Tunable lattice thermal conductivity of twisted bilayer MoS2

We have studied the thermal conductivity (kappa) of layered MoS2, a typical member of the transition metal dichalcogenide (TMDC) materials, using fully atomistic molecular dynamics simulations and Boltzmann transport equation (BTE) based first principles methods. We investigate the tuning of the thermal conductivity with the twist angle between two layers and found a decreasing trend of kappa with the increase in the lattice constant of the moire superlattice. The thermal conductivity at twist angle theta = 21.78 degrees is found to be 72.03 W m(-1) K-1 and for an angle of 2.87 degrees, it reaches 54.48 W m(-1) K-1, leading to a 32% reduction in the thermal conductivity.
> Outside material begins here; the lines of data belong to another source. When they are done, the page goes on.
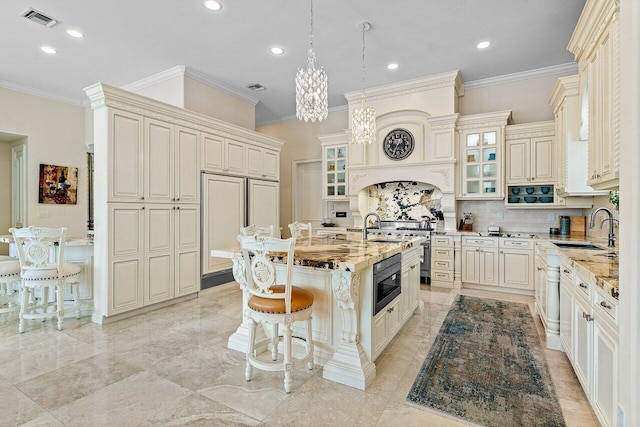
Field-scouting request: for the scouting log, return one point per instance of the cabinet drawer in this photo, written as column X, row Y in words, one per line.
column 445, row 241
column 480, row 241
column 442, row 264
column 583, row 286
column 442, row 253
column 566, row 272
column 442, row 276
column 605, row 305
column 516, row 243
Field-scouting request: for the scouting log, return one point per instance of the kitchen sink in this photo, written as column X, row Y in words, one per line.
column 588, row 246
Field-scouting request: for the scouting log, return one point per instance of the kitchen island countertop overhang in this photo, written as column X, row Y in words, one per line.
column 347, row 335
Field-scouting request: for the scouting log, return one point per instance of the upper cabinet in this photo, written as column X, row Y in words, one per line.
column 595, row 44
column 530, row 150
column 480, row 155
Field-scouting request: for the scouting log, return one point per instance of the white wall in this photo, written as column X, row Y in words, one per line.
column 301, row 143
column 55, row 134
column 527, row 99
column 213, row 102
column 5, row 192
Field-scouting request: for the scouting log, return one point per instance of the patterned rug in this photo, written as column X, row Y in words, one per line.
column 487, row 367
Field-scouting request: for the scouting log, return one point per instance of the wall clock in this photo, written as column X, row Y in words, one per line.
column 398, row 144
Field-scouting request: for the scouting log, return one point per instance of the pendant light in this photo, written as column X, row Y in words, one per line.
column 311, row 87
column 363, row 119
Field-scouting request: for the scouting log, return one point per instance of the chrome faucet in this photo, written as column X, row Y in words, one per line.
column 364, row 223
column 611, row 219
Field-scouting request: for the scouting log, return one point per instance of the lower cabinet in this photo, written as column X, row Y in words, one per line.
column 593, row 348
column 480, row 260
column 385, row 326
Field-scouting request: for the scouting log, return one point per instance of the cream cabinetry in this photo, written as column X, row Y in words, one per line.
column 263, row 163
column 148, row 161
column 170, row 163
column 410, row 282
column 480, row 155
column 225, row 155
column 595, row 44
column 334, row 167
column 125, row 141
column 516, row 263
column 480, row 260
column 442, row 261
column 530, row 152
column 594, row 346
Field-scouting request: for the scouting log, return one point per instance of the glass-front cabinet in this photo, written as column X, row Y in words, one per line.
column 480, row 155
column 334, row 165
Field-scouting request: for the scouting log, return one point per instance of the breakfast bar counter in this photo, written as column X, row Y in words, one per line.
column 348, row 336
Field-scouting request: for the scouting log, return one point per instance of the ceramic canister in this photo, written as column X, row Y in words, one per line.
column 565, row 227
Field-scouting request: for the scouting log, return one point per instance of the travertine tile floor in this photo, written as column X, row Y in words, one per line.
column 171, row 367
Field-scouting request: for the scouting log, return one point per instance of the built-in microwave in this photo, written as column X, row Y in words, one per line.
column 387, row 281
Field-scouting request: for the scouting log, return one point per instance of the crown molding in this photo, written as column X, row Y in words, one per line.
column 332, row 110
column 567, row 68
column 437, row 81
column 183, row 71
column 102, row 95
column 41, row 93
column 217, row 84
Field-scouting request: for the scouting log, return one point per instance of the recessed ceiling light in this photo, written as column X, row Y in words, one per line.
column 212, row 5
column 48, row 50
column 75, row 33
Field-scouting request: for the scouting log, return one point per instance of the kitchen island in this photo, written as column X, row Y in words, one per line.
column 338, row 270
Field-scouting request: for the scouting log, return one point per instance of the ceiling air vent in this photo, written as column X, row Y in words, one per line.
column 256, row 87
column 40, row 18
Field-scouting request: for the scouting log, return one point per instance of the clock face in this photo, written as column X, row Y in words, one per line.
column 398, row 144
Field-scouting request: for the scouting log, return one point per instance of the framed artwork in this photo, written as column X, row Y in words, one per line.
column 58, row 185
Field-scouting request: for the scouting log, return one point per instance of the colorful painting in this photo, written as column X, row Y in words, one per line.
column 58, row 185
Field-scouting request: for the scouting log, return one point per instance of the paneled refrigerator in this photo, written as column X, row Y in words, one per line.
column 229, row 203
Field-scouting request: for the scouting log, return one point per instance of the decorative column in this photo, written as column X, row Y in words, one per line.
column 349, row 364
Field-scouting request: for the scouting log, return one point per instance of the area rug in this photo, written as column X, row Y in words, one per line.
column 487, row 367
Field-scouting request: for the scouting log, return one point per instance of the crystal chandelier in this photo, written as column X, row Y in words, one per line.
column 311, row 87
column 363, row 119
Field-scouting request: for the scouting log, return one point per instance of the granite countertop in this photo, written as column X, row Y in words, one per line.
column 69, row 241
column 340, row 252
column 601, row 265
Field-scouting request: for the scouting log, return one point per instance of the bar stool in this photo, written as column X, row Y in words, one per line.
column 298, row 229
column 263, row 230
column 36, row 271
column 274, row 303
column 9, row 284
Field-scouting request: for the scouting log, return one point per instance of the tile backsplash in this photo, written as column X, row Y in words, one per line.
column 486, row 213
column 404, row 200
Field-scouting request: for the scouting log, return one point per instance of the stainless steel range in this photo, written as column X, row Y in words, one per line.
column 409, row 229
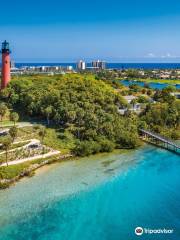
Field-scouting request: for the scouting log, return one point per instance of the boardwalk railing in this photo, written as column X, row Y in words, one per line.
column 160, row 140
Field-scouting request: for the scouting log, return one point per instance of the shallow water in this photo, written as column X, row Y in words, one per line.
column 101, row 198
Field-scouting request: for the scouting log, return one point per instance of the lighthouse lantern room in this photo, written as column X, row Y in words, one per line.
column 6, row 65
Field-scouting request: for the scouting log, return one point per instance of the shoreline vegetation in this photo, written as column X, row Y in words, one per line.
column 77, row 115
column 150, row 80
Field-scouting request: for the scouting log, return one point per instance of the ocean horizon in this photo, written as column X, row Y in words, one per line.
column 110, row 65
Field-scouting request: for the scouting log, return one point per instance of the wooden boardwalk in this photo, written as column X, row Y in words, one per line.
column 160, row 141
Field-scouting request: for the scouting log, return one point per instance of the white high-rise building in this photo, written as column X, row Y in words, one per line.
column 81, row 65
column 99, row 64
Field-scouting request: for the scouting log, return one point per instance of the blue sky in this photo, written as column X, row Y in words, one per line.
column 116, row 30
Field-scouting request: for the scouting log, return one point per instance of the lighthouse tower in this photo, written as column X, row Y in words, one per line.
column 5, row 74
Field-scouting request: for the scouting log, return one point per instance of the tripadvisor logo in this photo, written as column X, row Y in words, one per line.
column 139, row 231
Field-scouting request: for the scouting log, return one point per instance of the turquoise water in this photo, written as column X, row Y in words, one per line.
column 99, row 198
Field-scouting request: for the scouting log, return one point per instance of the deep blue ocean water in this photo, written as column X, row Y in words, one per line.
column 143, row 191
column 113, row 65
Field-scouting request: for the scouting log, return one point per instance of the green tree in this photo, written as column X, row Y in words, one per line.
column 13, row 132
column 3, row 110
column 14, row 117
column 48, row 112
column 6, row 144
column 42, row 135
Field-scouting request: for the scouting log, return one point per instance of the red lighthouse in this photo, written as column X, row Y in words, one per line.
column 6, row 68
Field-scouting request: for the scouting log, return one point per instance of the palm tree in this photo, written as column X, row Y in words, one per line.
column 42, row 134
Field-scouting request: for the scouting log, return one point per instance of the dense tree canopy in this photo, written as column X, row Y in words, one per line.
column 84, row 106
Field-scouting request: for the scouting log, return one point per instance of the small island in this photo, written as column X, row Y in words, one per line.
column 49, row 118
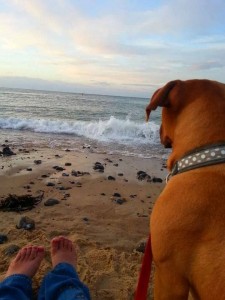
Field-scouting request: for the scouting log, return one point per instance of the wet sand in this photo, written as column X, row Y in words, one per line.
column 106, row 233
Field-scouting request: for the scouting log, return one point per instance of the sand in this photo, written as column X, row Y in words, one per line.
column 106, row 233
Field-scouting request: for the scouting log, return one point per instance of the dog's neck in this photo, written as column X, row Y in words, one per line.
column 200, row 157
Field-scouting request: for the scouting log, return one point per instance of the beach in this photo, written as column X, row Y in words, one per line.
column 106, row 214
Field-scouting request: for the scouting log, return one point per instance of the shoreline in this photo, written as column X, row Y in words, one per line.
column 107, row 231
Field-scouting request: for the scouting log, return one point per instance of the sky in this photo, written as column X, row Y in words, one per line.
column 117, row 47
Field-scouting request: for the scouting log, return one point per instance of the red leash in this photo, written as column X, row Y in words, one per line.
column 142, row 287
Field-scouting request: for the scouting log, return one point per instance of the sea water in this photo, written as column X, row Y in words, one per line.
column 102, row 123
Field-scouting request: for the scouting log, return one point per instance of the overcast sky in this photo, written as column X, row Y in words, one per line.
column 117, row 47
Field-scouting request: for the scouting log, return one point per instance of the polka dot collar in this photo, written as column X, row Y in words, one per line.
column 211, row 155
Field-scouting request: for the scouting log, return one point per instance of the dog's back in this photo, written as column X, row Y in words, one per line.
column 188, row 220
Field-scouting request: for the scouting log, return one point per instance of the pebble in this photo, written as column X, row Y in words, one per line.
column 3, row 238
column 116, row 195
column 38, row 161
column 57, row 168
column 11, row 250
column 65, row 174
column 44, row 176
column 119, row 201
column 120, row 174
column 25, row 223
column 50, row 184
column 99, row 167
column 51, row 202
column 7, row 151
column 156, row 179
column 141, row 247
column 141, row 175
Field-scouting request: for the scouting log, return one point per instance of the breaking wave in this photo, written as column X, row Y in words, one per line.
column 113, row 129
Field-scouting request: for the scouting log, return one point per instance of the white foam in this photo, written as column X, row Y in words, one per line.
column 111, row 130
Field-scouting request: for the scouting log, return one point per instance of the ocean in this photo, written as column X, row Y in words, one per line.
column 101, row 123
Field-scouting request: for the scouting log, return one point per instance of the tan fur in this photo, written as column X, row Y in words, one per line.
column 188, row 220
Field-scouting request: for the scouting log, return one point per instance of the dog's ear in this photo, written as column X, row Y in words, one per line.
column 160, row 98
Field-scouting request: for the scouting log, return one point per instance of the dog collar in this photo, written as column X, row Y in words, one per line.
column 201, row 157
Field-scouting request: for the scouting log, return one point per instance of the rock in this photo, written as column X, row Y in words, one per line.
column 26, row 223
column 44, row 176
column 50, row 184
column 62, row 188
column 108, row 160
column 74, row 173
column 116, row 195
column 119, row 201
column 11, row 250
column 51, row 202
column 79, row 173
column 3, row 238
column 7, row 151
column 99, row 167
column 37, row 161
column 156, row 179
column 141, row 246
column 141, row 175
column 57, row 168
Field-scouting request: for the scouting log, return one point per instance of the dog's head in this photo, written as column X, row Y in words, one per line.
column 165, row 97
column 189, row 110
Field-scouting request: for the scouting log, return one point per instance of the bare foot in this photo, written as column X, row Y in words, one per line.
column 27, row 261
column 62, row 250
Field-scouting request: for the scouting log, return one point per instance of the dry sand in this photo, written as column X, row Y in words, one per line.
column 106, row 233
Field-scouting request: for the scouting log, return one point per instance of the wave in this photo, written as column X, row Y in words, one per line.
column 111, row 130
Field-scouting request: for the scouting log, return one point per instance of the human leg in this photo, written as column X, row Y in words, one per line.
column 17, row 283
column 63, row 282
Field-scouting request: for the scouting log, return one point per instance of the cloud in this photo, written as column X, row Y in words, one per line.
column 112, row 44
column 207, row 65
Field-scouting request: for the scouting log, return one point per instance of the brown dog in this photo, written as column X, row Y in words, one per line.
column 188, row 220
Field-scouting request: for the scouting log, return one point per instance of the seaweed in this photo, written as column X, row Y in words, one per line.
column 20, row 203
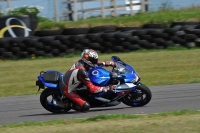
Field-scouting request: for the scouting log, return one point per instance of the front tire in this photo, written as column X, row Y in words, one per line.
column 46, row 98
column 141, row 97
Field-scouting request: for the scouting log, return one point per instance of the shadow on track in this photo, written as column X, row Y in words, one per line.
column 75, row 112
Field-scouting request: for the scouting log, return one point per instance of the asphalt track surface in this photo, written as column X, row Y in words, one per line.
column 164, row 98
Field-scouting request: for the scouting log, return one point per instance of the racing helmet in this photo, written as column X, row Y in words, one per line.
column 89, row 57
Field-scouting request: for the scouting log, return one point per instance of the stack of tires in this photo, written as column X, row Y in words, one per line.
column 105, row 39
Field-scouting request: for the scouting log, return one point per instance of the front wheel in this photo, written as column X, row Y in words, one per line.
column 140, row 97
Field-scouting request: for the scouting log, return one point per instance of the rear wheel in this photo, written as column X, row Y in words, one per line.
column 141, row 97
column 46, row 100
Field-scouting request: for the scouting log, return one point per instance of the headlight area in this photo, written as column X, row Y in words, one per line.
column 136, row 80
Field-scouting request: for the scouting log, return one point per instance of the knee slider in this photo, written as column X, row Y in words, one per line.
column 85, row 107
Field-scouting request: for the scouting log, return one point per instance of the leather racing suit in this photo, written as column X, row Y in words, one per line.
column 76, row 75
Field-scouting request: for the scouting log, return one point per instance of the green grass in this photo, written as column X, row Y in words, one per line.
column 155, row 67
column 183, row 121
column 161, row 17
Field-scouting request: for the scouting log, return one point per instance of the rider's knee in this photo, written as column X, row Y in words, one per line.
column 85, row 107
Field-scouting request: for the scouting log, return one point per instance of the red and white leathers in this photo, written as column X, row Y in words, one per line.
column 76, row 75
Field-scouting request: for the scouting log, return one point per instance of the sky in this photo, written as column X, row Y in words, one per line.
column 48, row 5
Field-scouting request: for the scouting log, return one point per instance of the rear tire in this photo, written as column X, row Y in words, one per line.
column 47, row 104
column 141, row 98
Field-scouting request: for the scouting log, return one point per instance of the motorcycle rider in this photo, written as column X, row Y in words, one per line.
column 77, row 74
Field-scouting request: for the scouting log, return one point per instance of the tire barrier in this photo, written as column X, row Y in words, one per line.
column 17, row 26
column 104, row 39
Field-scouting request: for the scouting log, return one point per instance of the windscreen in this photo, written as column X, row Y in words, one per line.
column 121, row 69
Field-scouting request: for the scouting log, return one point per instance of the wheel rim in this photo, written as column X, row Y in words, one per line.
column 136, row 98
column 49, row 103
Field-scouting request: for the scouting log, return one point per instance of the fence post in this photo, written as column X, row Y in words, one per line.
column 146, row 5
column 75, row 10
column 113, row 4
column 131, row 7
column 102, row 9
column 82, row 6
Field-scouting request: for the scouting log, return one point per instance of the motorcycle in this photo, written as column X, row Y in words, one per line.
column 128, row 88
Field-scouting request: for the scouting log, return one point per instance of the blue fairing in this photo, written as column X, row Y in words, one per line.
column 47, row 84
column 99, row 76
column 131, row 75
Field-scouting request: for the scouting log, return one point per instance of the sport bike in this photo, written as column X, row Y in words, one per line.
column 127, row 88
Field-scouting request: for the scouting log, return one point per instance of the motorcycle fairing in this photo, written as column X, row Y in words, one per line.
column 49, row 84
column 99, row 76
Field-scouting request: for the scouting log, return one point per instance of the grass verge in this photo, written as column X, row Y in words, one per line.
column 183, row 121
column 156, row 67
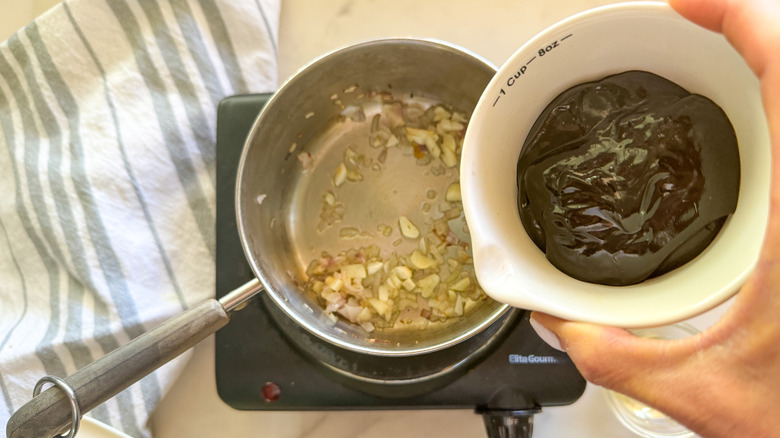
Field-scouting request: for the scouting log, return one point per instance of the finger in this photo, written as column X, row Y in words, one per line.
column 615, row 358
column 750, row 26
column 705, row 13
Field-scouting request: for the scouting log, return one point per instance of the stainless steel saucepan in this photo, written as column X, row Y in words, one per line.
column 278, row 208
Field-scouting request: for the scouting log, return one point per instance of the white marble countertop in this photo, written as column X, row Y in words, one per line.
column 493, row 29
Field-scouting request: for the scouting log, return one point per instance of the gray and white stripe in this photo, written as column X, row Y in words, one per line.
column 107, row 163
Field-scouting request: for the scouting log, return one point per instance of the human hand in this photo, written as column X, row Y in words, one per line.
column 724, row 382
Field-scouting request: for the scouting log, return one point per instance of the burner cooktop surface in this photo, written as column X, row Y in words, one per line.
column 264, row 361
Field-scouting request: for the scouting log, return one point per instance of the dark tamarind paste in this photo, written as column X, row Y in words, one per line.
column 627, row 178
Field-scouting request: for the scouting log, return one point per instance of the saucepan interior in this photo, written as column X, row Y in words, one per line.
column 289, row 161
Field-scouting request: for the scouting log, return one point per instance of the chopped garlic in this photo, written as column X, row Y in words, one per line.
column 421, row 261
column 453, row 193
column 408, row 228
column 341, row 175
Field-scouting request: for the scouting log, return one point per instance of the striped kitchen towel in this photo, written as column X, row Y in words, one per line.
column 107, row 176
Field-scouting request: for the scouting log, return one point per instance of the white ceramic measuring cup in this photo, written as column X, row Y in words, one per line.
column 646, row 36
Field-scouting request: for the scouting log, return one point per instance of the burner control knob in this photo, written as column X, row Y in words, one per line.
column 509, row 423
column 271, row 392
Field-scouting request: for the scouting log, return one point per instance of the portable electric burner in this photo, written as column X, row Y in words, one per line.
column 266, row 361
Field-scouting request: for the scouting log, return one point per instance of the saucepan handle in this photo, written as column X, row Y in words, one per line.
column 51, row 412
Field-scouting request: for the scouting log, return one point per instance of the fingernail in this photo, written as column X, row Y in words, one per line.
column 546, row 335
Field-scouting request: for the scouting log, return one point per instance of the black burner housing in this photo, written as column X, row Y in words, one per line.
column 265, row 361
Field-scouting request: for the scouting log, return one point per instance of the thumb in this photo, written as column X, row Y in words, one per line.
column 615, row 358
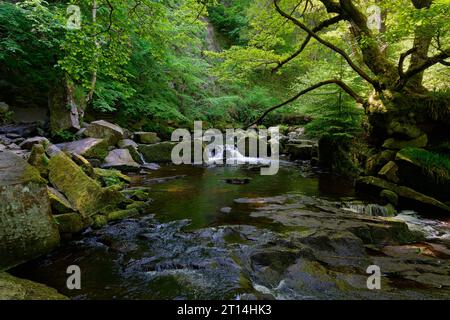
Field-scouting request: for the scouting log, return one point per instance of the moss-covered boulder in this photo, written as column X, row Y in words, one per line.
column 70, row 223
column 104, row 130
column 59, row 203
column 12, row 288
column 397, row 144
column 157, row 153
column 389, row 172
column 27, row 229
column 132, row 147
column 85, row 194
column 122, row 160
column 88, row 148
column 377, row 161
column 426, row 171
column 404, row 130
column 39, row 159
column 110, row 177
column 146, row 137
column 407, row 196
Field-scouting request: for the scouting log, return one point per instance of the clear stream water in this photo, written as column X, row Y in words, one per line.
column 177, row 250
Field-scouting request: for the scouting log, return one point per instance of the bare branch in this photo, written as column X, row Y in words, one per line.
column 358, row 70
column 320, row 27
column 340, row 83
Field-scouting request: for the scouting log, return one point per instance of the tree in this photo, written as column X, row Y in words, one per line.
column 397, row 97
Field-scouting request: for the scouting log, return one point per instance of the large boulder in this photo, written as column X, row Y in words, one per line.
column 425, row 171
column 84, row 193
column 12, row 288
column 64, row 108
column 30, row 142
column 58, row 202
column 122, row 160
column 396, row 144
column 407, row 196
column 27, row 229
column 104, row 130
column 88, row 148
column 157, row 153
column 146, row 137
column 302, row 151
column 132, row 147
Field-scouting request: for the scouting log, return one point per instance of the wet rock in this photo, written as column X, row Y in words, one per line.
column 390, row 197
column 84, row 164
column 157, row 153
column 110, row 177
column 407, row 196
column 64, row 108
column 397, row 144
column 12, row 288
column 84, row 193
column 146, row 137
column 226, row 210
column 122, row 214
column 132, row 148
column 300, row 151
column 70, row 223
column 88, row 148
column 429, row 178
column 104, row 130
column 389, row 172
column 121, row 159
column 59, row 203
column 39, row 160
column 138, row 193
column 27, row 229
column 238, row 180
column 30, row 142
column 376, row 162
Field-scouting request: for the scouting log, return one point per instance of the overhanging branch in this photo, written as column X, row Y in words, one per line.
column 337, row 82
column 320, row 27
column 357, row 69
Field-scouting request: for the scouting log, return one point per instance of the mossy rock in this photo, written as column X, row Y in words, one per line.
column 90, row 148
column 157, row 153
column 389, row 196
column 70, row 223
column 107, row 131
column 58, row 202
column 426, row 171
column 85, row 194
column 99, row 222
column 376, row 162
column 122, row 214
column 110, row 177
column 12, row 288
column 396, row 144
column 146, row 137
column 407, row 196
column 27, row 228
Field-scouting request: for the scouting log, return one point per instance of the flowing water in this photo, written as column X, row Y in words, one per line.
column 203, row 240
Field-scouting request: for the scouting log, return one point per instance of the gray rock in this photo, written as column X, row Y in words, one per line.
column 27, row 229
column 30, row 142
column 120, row 159
column 88, row 148
column 104, row 130
column 146, row 137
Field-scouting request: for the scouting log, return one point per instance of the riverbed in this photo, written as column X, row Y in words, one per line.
column 288, row 236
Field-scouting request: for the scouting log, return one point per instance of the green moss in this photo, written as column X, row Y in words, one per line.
column 110, row 178
column 432, row 164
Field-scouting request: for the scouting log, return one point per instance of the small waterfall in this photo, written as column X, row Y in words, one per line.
column 374, row 210
column 221, row 155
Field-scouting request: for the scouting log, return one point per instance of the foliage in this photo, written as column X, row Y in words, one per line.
column 433, row 164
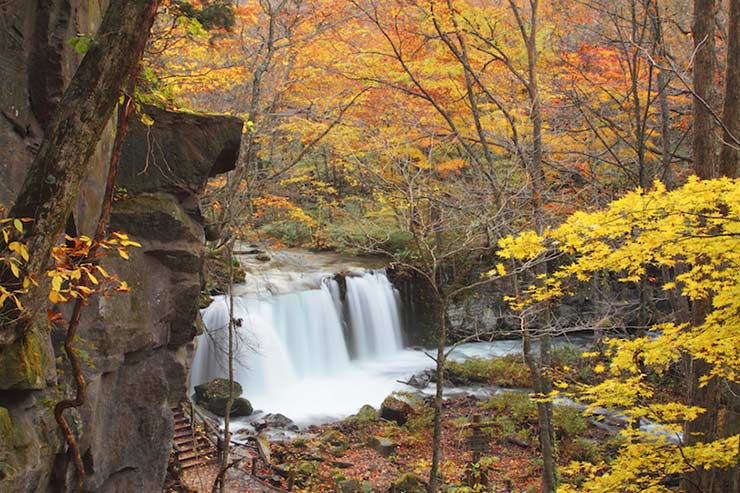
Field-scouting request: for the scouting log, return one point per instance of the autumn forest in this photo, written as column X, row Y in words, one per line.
column 509, row 228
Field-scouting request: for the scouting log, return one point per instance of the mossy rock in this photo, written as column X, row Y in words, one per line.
column 367, row 414
column 410, row 483
column 383, row 446
column 335, row 442
column 24, row 363
column 506, row 371
column 396, row 409
column 214, row 396
column 240, row 407
column 216, row 388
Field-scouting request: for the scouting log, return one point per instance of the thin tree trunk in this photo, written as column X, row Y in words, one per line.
column 703, row 80
column 53, row 180
column 221, row 482
column 730, row 153
column 437, row 440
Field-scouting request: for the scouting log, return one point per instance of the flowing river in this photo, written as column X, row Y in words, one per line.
column 305, row 350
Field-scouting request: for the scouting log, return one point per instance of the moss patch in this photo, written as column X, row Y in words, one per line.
column 23, row 364
column 508, row 371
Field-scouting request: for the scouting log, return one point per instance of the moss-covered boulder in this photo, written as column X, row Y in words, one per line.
column 24, row 363
column 395, row 408
column 214, row 396
column 410, row 483
column 382, row 446
column 367, row 414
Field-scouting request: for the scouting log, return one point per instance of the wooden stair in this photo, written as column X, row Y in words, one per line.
column 190, row 445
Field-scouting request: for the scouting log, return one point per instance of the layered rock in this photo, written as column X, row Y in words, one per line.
column 134, row 346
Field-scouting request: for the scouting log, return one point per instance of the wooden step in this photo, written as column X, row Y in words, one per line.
column 196, row 463
column 200, row 454
column 202, row 442
column 187, row 432
column 188, row 439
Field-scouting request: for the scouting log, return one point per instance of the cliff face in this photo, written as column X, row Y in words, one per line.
column 135, row 345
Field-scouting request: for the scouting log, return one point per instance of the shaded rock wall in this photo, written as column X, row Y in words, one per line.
column 134, row 345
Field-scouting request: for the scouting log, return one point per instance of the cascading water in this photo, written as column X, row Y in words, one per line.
column 292, row 351
column 374, row 315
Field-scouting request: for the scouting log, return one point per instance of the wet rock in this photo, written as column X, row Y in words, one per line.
column 367, row 414
column 421, row 380
column 382, row 446
column 276, row 420
column 396, row 409
column 189, row 149
column 335, row 443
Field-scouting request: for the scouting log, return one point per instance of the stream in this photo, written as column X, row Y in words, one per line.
column 309, row 353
We use first principles calculations based on the BTE for phonons to give a microscopic origin of the decrease in thermal conductivity through anharmonic phonon scattering events and also reaffirm the MD simulation results for the monolayer and bilayer.

Automated summary

In this study, the thermal conductivity of layered MoS2 was investigated using molecular dynamics simulations and first principles methods. It was found that the thermal conductivity decreases with increasing twist angle and lattice constant of the moire superlattice. The decrease in thermal conductivity was explained by anharmonic phonon scattering events through first principles calculations based on the BTE.